Neptune détient le record des vents les plus rapides jamais mesurés sur une planète. Dans son atmosphère turbulente, les vents soufflent à des vitesses supersoniques pouvant atteindre 2 100 km/h, soit près de six fois la vitesse des vents les plus violents jamais enregistrés sur Terre. Ces vents déchaînés circulent principalement d'est en ouest, contrairement à la rotation de la planète, et balayent la surface glacée de la géante bleue avec une force inouïe.

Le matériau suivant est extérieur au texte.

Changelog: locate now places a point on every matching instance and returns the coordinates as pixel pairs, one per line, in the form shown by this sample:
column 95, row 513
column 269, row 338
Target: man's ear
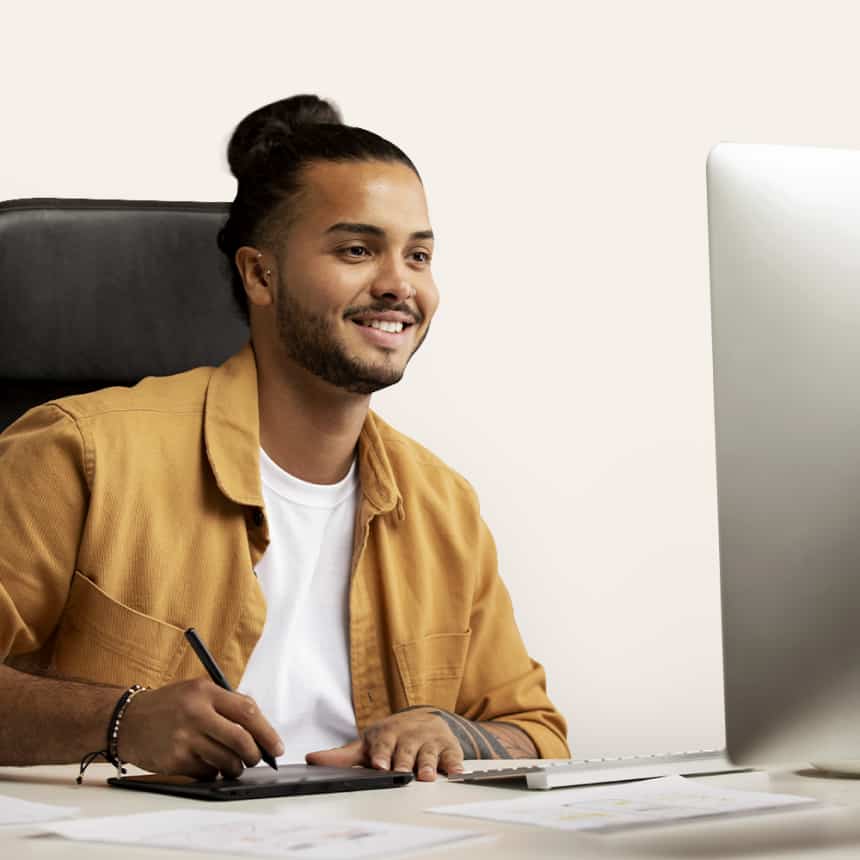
column 256, row 274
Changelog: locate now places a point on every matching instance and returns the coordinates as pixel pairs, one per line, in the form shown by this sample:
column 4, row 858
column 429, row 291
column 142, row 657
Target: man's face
column 354, row 294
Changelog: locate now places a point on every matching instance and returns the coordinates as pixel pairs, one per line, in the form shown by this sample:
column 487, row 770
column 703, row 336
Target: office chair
column 104, row 292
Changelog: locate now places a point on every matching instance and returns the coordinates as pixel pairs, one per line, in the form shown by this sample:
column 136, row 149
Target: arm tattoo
column 473, row 737
column 494, row 739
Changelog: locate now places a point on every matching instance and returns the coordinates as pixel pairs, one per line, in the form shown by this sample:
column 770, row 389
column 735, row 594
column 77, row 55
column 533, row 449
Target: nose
column 392, row 283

L'origine de cette énergie phénoménale, alors que Neptune reçoit si peu de lumière solaire, reste en partie mystérieuse pour les scientifiques.
Comme Jupiter avec sa Grande Tache Rouge, Neptune possède ses propres systèmes de tempêtes géantes, les plus célèbres étant les Grandes Taches Sombres. Observées pour la première fois par Voyager 2 en 1989, ces anticyclones sont des zones de haute pression aussi vastes que la Terre. Contrairement aux tempêtes joviennes, celles de Neptune sont éphémères : elles apparaissent, migrent vers l'équateur à plusieurs centaines de mètres par seconde, et disparaissent après quelques années, pour être remplacées par de nouvelles. En 2018, Hubble a repéré une nouvelle Grande Tache Sombre dans l'hémisphère nord, accompagnée de nuages brillants et filamenteux comparables à des cirrus terrestres.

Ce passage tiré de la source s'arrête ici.